История женщины, которой после кончины отца предстоит возглавить выстроенную им финансовую империю. В неё мало кто верит, к тому же ее единственный сын Поль в результате трагической случайности прикован к инвалидному креслу. Героиня оказывается на грани разорения, столкнувшись с глухим сопротивлением окружения, где процветает коррупция. Выжить среди акул крупного бизнеса и восстановить свою жизнь тем более сложно, что в Европе уже занимается пожар, который разрушит старый мир.
Фрагмент:
Мадлен даже не попыталась заснуть, почти всю ночь она перечитывала документы, в которых говорилось о том, что она владеет английскими, американскими и итальянскими акциями.
В шесть утра она уже была причесана и одета, но нервничала, к горлу подступали слезы. Удивительным образом лицо ее не выдавало волнения. Она была бледна, серьезна, собрана и походила на приговоренного к смерти, который слишком долго ожидал приговора и теперь спокойно и уверенно идет на казнь. Леонс появится не раньше восьми тридцати. Она вызвала водителя и отправилась в путь.
— Ах, это ты! На Ортанс был халат в крупных цветах и подбитые мехом тапочки. В бигуди она ужасно походила на супругу, которую каждый мужчина опасается однажды обнаружить у себя под боком. Она не предложила Мадлен войти и скрестила на груди руки.
— Я ищу дядю, мне нужно с ним поговорить.
— Шарль очень занят, представь себе! Он известный член парламента, у него очень много работы, ни минуты свободной не остается, хотя тебе это, похоже, неизвестно.
— Даже на собственную племянницу?
— Так у него есть племянница? Вот новость!
— Мне нужно увидеться с ним...
Ортанс расхохоталась:
— Узнаю семейство Пе-ри-кур! Всегда самые главные! Сказали, так теперь всяк вас слушайся! Эта неожиданная враждебность шла совершенно вразрез с ее обычной глупостью.
— Я не понимаю, что...
— И неудивительно! Твой отец тоже не понимал.
Ортанс говорила тонким голосом и так энергично трясла головой, что некоторые бигуди раскачались, потом раскрутились, но она не заметила, ее лицо обрамляли папильотки, которые, как на пружинках, плясали у нее вокруг головы.
— Все должны слушаться! Так теперь с этим п окончено! Да! С высокого шестка им падать, этим Перикурам!
Ортанс в бешенстве шагнула к Мадлен и ликующе затрясла указательным пальцем:
— Во-первых, Шарль у мадемуазель не на побегушках.
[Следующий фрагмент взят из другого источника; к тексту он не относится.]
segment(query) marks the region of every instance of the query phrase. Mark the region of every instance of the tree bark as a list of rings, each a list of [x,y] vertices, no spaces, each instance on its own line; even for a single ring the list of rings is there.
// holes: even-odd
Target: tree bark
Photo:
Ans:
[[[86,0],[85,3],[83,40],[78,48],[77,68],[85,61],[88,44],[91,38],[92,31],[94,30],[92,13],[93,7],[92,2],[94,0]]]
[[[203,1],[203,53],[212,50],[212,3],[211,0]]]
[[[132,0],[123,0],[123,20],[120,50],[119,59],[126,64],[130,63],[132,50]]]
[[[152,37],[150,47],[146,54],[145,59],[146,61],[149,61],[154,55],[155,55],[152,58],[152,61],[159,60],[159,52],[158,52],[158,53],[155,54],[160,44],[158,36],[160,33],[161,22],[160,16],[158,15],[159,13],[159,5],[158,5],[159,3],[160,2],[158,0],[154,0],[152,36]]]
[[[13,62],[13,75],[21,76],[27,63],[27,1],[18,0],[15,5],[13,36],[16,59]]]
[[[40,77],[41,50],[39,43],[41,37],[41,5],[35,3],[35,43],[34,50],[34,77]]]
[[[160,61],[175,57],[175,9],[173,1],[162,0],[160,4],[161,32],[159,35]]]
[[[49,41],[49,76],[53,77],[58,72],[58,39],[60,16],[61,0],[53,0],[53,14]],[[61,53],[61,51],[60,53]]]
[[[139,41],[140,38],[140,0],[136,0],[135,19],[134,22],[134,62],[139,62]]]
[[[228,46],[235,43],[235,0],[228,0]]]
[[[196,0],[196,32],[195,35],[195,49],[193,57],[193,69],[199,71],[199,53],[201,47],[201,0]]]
Во-вторых, хорошо смеется тот, кто смеется последним. В-третьих...
Не зная, что может быть этим третьим, она закончила:
— Ну что, нечего сказать, да?
Мадлен молча развернулась и вышла. Она поехала в редакцию «Суар де Пари».
Летучка, то есть собрание, на котором директор раздавал журналистам задания, еще не закончилась, и Мадлен попросили подождать в приемной.
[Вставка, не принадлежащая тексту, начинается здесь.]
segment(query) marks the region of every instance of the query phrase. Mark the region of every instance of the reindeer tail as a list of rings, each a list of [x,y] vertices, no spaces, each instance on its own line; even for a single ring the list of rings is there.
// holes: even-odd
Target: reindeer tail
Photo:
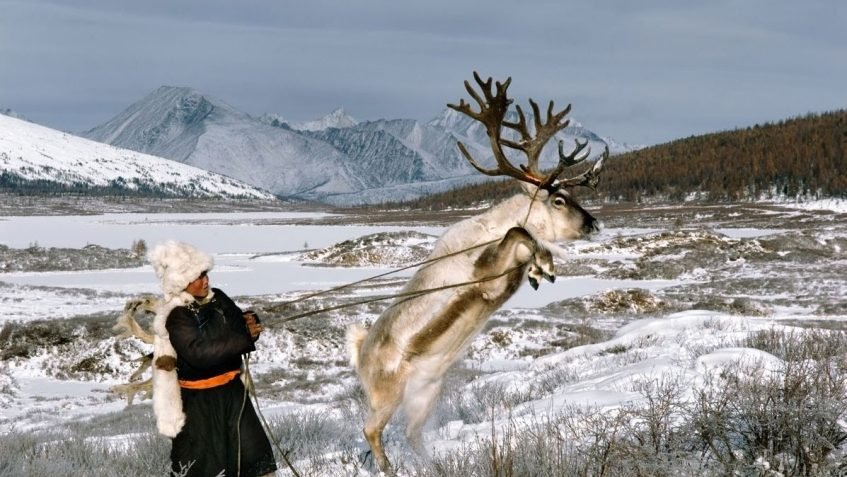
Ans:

Гийото показался через сорок минут. Он рассыпался в извинениях — дорогая моя, эта газета из меня все соки вытягивает, думаю, я уже слишком стар для подобной работы, он говорил так уже больше десяти лет каждому посетителю, и все прекрасно знали, что он умрет в своем рабочем кресле.
Мадлен не поднялась, она смотрела на него и ждала, когда он исчерпает свой обычный набор банальностей. Он как бы нехотя уселся рядом с ней:
— Представляю себе, как сложившаяся ситуация для вас трудна.
— А кто виноват? От этого вопроса Гийото как током ударило. Он приложил руку к сердцу и принял оскорбленный вид.
— Ваша газета, — продолжала Мадлен, — постоянно хвалила румынскую нефть, на все лады расхваливала.
— Ах это... Да, но...
— Он заметно успокоился.
— Речь шла не об информации в прямом смысле этого слова, а о новостях. Ежедневное издание распространяет новости, которые нужны тем, благодаря кому издание существует. Мадлен не понимала.
— Что... Статьи... за них платили?
— Сразу громкие слова! Газета — такая, как наша, — не может существовать без поддержки, вы же это прекрасно знаете. Когда власти дают такой крупный заем, то считают, значит, экономике страны это необходимо! Вы же не будете упрекать нас в том, что мы патриоты!
— Вы сознательно публикуете ложную информацию...
— Не ложную, эк вы хватили! Нет, мы представляем реальность в определенном свете, вот и все. Другие коллеги, из оппозиционных изданий, например, пишут совершенно противоположное, поэтому равновесие и сохраняется! Речь идет о плюрализме точек зрения. Вы еще теперь упрекните нас в том, что мы республиканцы! Мадлен была уязвлена и стыдилась, что проявила такую наивность. Она вышла, хлопнув дверью.